After a few minutes Olaf broke the silence again. “It had to be Canoe Rocks,” he said.
“What did?”
“Where we ran aground. The death blow.”
Olaf labored to his feet again, this time staying bowed at the waist as he took a few steps across the living room toward a wall shelf that sat behind the dining table. It was cluttered with cast-iron cookware and decorative Norwegian dishes, unused cookbooks, and antique cans of mosquito repellent. From the top of the shelf he grabbed what looked to Noah like a poster that was rolled up and tied with blue-and-white string.
“This is an old chart of Superior,” Olaf said, as he tried to catch some of the faint light in order to read a curled-up edge of it. “Right up your alley, come to think of it.”
“Let’s have a look at that.” Noah pushed the mugs and magazines and books on the coffee table to one end.

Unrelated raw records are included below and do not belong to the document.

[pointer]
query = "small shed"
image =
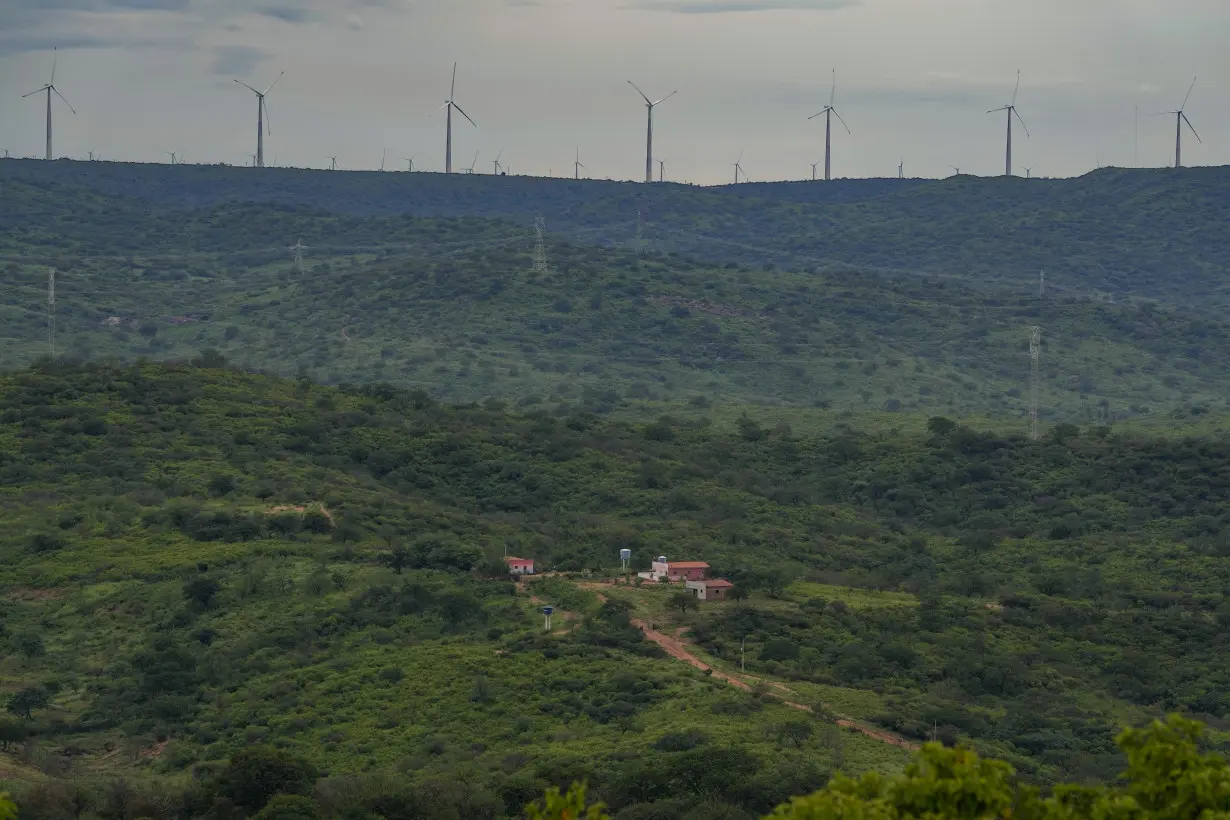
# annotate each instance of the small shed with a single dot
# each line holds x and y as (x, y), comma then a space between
(675, 571)
(519, 566)
(715, 589)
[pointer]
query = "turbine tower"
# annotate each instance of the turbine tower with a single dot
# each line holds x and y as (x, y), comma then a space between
(829, 111)
(450, 103)
(48, 89)
(262, 112)
(1180, 118)
(1011, 112)
(648, 140)
(738, 169)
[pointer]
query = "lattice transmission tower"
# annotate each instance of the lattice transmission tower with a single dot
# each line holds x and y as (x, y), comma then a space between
(1035, 381)
(51, 312)
(540, 245)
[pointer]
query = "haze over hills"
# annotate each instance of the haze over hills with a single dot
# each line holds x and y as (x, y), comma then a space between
(454, 306)
(1116, 232)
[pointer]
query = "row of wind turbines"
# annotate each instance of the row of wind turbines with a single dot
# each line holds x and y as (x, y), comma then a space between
(450, 105)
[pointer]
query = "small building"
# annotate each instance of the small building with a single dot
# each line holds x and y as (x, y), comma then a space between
(519, 566)
(674, 571)
(710, 590)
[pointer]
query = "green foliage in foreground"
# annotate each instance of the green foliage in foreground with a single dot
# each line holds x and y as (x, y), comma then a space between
(1167, 778)
(198, 561)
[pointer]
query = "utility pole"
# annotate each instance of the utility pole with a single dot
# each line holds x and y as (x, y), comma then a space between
(51, 312)
(539, 245)
(1035, 352)
(298, 250)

Olaf fiddled with the knot for a couple of seconds before he gave up and handed it to Noah, who fidgeted with it himself for a moment before biting through the string and unrolling the map on the coffee table. Olaf had grabbed a couple of heavy books from the bookcase and set one at each end of the table to keep the chart from coiling back up.

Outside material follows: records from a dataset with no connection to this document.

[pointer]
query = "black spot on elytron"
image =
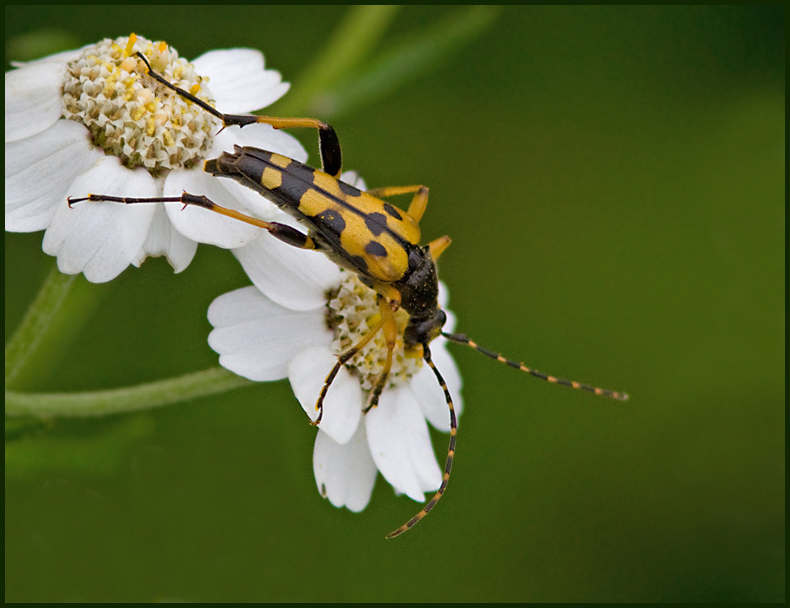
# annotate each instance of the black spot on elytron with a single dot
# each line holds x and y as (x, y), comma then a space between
(377, 249)
(348, 189)
(300, 171)
(292, 187)
(359, 262)
(376, 223)
(392, 211)
(332, 220)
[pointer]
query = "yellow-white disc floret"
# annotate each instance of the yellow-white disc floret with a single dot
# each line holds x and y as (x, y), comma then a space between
(131, 115)
(352, 312)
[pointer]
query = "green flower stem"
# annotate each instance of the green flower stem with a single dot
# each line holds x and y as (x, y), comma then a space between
(349, 46)
(122, 400)
(37, 320)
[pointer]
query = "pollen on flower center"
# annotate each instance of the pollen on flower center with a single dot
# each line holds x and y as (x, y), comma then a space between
(351, 311)
(131, 115)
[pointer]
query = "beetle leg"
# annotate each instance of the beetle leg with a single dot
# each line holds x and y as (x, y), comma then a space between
(328, 142)
(283, 232)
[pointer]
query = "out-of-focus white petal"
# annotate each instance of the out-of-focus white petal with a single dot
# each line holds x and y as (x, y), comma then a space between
(238, 80)
(200, 224)
(427, 392)
(40, 171)
(401, 445)
(295, 278)
(256, 338)
(259, 136)
(101, 239)
(33, 99)
(345, 474)
(64, 57)
(164, 239)
(343, 403)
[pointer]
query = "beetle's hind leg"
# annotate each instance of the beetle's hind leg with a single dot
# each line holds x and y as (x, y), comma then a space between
(387, 308)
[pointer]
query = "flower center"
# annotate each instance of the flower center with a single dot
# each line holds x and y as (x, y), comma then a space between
(131, 115)
(352, 312)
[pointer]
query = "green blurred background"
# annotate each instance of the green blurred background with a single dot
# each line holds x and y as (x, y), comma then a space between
(613, 180)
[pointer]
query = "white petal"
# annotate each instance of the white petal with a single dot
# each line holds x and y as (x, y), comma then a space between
(259, 136)
(343, 403)
(39, 172)
(64, 57)
(345, 474)
(295, 278)
(164, 239)
(33, 99)
(256, 338)
(426, 390)
(200, 224)
(238, 81)
(401, 445)
(102, 239)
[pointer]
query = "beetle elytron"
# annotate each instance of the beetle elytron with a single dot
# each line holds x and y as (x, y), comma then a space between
(359, 232)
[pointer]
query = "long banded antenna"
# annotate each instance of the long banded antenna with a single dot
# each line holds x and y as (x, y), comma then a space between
(462, 339)
(450, 451)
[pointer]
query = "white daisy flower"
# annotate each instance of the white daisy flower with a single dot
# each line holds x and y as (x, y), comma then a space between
(92, 121)
(293, 324)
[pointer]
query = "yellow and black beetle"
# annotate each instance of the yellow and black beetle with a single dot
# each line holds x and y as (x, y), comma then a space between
(359, 232)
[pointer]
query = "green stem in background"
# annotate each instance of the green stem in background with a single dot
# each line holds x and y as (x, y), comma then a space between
(350, 44)
(123, 400)
(55, 317)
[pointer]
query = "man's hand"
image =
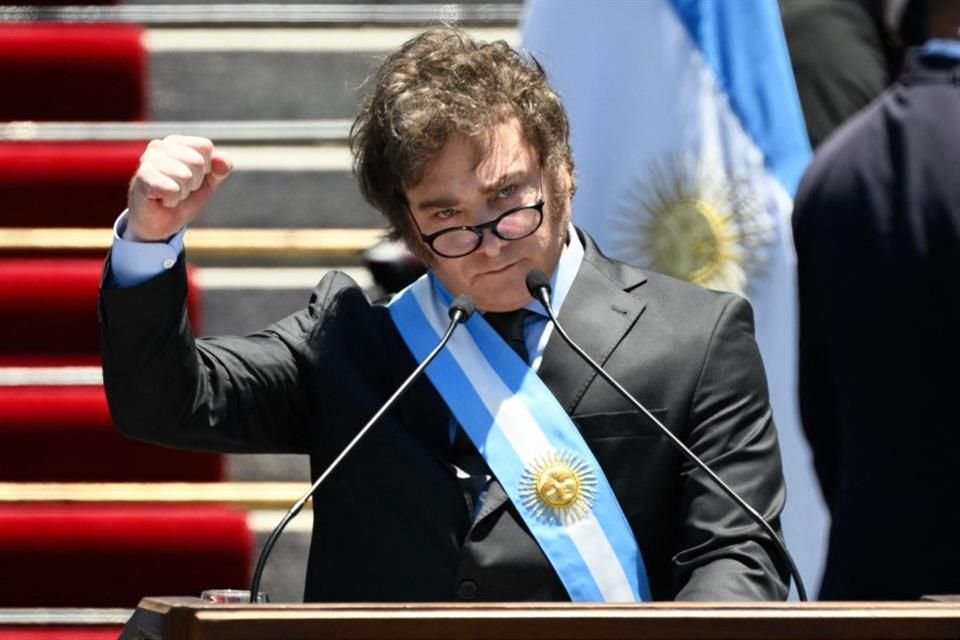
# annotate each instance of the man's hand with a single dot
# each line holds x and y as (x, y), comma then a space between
(176, 178)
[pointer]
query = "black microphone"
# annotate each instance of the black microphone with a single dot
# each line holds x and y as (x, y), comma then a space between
(539, 287)
(460, 311)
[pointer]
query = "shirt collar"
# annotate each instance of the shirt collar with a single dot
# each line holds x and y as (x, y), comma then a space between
(570, 258)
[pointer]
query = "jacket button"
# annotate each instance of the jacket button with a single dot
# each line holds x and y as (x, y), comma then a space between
(467, 590)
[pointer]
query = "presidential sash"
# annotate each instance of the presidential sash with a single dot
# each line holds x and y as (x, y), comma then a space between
(531, 445)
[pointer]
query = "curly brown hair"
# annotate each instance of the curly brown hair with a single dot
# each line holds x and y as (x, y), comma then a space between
(440, 83)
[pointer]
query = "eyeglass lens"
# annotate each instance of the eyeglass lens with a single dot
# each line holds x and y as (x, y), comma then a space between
(512, 226)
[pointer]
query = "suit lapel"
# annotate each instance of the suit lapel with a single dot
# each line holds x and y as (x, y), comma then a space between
(597, 313)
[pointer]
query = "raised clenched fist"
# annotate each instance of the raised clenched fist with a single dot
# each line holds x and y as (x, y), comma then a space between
(176, 178)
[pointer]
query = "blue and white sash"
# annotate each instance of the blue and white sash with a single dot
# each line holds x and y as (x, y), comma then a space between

It was an old Loran-C chart published by the National Oceanic and Atmospheric Administration that Noah recognized at a glance. It covered the north Superior shoreline from Grand Portage Bay, Minnesota, to Shesheeb Point, Ontario, and included the entire Isle Royale archipelago. People were always coming into his shop in Boston hoping that the folded and faded maps they had found in their attics were priceless relics. More often than not, they were just like this one, worth nothing more than what it would cost to mail them.
Olaf had turned a couple of lamps on and sat down knobby-kneed next to Noah on the sofa. “You see here?” he asked, dragging his nub pinky up the length of Isle Royale to its northeastern tip. “These are the Canoe Rocks. And this,” he said, dragging his thumb another couple of inches straight north, “is where we came about, where Jan made the mayday. The wind was coming from there,” he said, stretching his arm toward the dark corner of the great room and then signaling the direction with his thumb by pulling it back toward them, “so you see, the rocks were the first things in our path.